Question

Find the value of the expression $\dfrac{\sin {{53}^{0}}}{\cos {{37}^{0}}}+2\tan {{45}^{0}}-\dfrac{\cos ec{{60}^{0}}}{\sec {{30}^{0}}}$ .

Answer 1

Hint: Here, we will use certain trigonometric formulas, that is formulas for complementary angles to find the value of the given expression. The complementary angle formulas states that :

$\begin{align}

  & \sin \left( {{90}^{0}}-\theta \right)=\cos \theta \\

 & \cos ec\left( {{90}^{0}}-\theta \right)=\sec \theta \\

 & \tan \left( {{90}^{0}}-\theta \right)=\cot \theta \\

\end{align}$


Trigonometry is a branch of mathematics that studies the relationship between side lengths and angles of triangles. Trigonometric ratios are the ratios between edges of a right triangle.

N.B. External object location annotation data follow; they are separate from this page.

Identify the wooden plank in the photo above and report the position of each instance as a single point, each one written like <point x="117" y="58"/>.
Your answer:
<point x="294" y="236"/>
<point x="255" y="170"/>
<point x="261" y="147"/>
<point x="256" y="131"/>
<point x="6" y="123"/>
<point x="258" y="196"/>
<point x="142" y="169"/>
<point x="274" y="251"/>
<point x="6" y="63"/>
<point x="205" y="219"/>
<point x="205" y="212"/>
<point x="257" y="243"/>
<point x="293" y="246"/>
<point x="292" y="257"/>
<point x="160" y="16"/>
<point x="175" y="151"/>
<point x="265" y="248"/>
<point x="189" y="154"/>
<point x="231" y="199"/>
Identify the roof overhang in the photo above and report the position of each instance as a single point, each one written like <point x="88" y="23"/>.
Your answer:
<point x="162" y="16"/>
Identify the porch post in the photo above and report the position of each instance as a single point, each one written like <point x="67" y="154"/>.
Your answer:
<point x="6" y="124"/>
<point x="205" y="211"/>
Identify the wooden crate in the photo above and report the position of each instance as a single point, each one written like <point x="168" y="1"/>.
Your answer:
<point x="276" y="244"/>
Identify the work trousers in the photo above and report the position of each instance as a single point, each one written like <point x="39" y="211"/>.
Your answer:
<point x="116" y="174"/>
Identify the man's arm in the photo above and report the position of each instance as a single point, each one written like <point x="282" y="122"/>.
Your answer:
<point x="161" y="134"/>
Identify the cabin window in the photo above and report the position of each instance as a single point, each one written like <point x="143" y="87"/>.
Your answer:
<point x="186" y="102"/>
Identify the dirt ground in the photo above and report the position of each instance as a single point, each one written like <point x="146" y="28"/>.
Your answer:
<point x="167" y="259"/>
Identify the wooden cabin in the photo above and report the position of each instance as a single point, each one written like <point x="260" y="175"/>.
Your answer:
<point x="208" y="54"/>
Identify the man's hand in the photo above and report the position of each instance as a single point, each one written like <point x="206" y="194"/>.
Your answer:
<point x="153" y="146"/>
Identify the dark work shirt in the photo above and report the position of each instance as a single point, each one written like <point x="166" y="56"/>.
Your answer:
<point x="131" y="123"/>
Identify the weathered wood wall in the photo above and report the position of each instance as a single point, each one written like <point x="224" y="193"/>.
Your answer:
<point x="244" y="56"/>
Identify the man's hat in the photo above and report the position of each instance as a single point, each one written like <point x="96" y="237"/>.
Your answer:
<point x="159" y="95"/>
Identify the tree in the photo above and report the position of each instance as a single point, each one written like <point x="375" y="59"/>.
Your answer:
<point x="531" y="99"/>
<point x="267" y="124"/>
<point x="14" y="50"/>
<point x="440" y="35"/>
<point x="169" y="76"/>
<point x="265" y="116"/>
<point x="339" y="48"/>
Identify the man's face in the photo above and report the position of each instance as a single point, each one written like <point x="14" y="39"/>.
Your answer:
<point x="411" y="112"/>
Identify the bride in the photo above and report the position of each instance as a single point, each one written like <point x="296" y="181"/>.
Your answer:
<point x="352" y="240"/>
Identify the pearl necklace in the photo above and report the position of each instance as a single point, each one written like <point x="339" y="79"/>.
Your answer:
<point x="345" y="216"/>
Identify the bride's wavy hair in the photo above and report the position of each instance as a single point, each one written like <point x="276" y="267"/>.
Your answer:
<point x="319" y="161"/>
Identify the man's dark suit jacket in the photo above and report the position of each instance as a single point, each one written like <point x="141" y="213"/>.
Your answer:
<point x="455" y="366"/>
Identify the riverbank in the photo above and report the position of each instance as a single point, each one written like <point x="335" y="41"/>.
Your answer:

These ratios are given by trigonometric functions of the known angle A, where a, b and c refers to the lengths of the sides in the triangle given:-

Complete step-by-step answer:

Sine function is defined as the ratio of the perpendicular of the triangle to its hypotenuse.

$\sin A=\dfrac{perpendicular}{hypotenuse}=\dfrac{a}{c}$

Cosine function is defined as the ratio of the base of the triangle to its hypotenuse.

$\cos A=\dfrac{base}{hypotenuse}=\dfrac{b}{c}$

Tangent function is defined as the ratio of perpendicular to base of the triangle.

$\text{tan}A=\dfrac{perpendicular}{base}$

The hypotenuse is the side opposite to the 90 degree angle in a right angle triangle; it is the longest side of the triangle. The terms perpendicular and base are used for the opposite and adjacent sides respectively.

We also have:

$\begin{align}

  & \cos ecA=\dfrac{1}{\sin A} \\

 & \sec A=\dfrac{1}{\cos A} \\

 & \cot A=\dfrac{1}{\tan A} \\

\end{align}$

According to the complementary angle formula of trigonometry, we can write:
$\begin{align}

  & \sin \left( {{90}^{0}}-\theta \right)=\cos \theta \\

 & \cos ec\left( {{90}^{0}}-\theta \right)=\sec \theta \\

 & \tan \left( {{90}^{0}}-\theta \right)=\cot \theta \\

\end{align}$

Now, the expression given to us is:

$\dfrac{\sin {{53}^{0}}}{\cos {{37}^{0}}}+2\tan {{45}^{0}}-\dfrac{\cos ec{{60}^{0}}}{\sec {{30}^{0}}}$

Since, using complementary angle formulas we can write:

$\begin{align}

  & \cos {{37}^{0}}=\sin \left( {{90}^{0}}-{{37}^{0}} \right) \\

 & \Rightarrow \cos {{37}^{0}}=\sin {{53}^{0}} \\

\end{align}$

Also,

$\begin{align}

  & \sec {{30}^{0}}=\cos ec\left( {{90}^{0}}-{{30}^{0}} \right) \\

 & \Rightarrow \sec {{30}^{0}}=\cos ec{{60}^{0}} \\

\end{align}$

So, the given expression can be written as:

 $\begin{align}

  & \dfrac{\sin {{53}^{0}}}{\sin {{53}^{0}}}+2\tan {{45}^{0}}-\dfrac{\cos ec{{60}^{0}}}{\cos ec{{60}^{0}}} \\

 & =1+2\tan {{45}^{0}}-1 \\

\end{align}$

We know that the value of $\tan {{45}^{0}}=1$.

Therefore:

$1+2\tan {{45}^{0}}-1=1+2-1=2$

Hence, the value of the given expression is 2.


Note: Students should note here that we can calculate the value of the given expression by directly putting the values of the trigonometric ratios but the use of complementary angle formulas makes it easy to solve. Students should remember the values of standard trigonometric values like tan45 = 1.